Wenn die Dämme brechen

Wir erleben derzeit eine der schwersten Hochwasserkatastrophen der deutschen Geschichte. Historische, nie dagewesene Wasserhöchststände. Ein Damm nach dem anderen bricht, ganze Stadtteile werden überflutet. Die Menschen sind verzweifelt. Zeitungen reden von einer "Sintflut". In einer MDR-Radiosendung wird die Frage gestellt: "Die Sintflut – eine Warnung an uns?"  

Warnung oder Gottesgericht, wer kann das wissen. 
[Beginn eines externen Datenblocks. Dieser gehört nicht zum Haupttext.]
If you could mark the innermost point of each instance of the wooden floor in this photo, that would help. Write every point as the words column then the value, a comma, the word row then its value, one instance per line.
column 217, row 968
Die Dammbrüche sind aber ein Bild dafür, welche ethischen Dammbrüche in dieser Zeit mit rasender Geschwindigkeit vor sich gehen: "Das Bundesverfassungsgericht macht Schluss mit der althergebrachten Definition von Ehe, wie sie die katholische Kirche und die CSU immer noch vorbeten," triumphiert der SPIEGEL. Die "Homo-Ehe" wird Stück für Stück der traditionellen Ehe gleichgestellt und es werden unheilvolle Weichen gestellt. In Richtung Mehrehe und Geschwisterehe. Nur wenige begreifen, was es für unsere Gesellschaft bedeutet, wenn die Ehe ihre Bedeutung verliert. Der Generalsekretär der Deutschen Evangelischen Allianz, Hartmut Steeb, macht es deutlich:
Mit seiner heutigen Entscheidung untergräbt ausgerechnet das Bundesverfassungsgericht die Verfassung. Dass in Artikel 6 GG Ehe und Familie „dem besonderen Schutz der staatlichen Ordnung“ anvertraut werden, wird mit dem heutigen Richterspruch obsolet. Die Begriffe „Ehe und Familie“ bleiben zwar als wertlose Hülle inhaltlich ausgezehrt noch stehen, werden aber in ihrer Bedeutung verkannt.
An den Schutzdeichen wird mit Sandsäcken verzweifelt versucht, die Flut aufzuhalten, um Städte und Dörfer zu retten.
Deichwachen müssen aufgestellt werden, weil Verrückte mit Sprengungen drohen.

Wer aber hindert die zerstörerischen Kräfte, die dabei sind, die Grundfesten unserer Gesellschaft zu untergraben?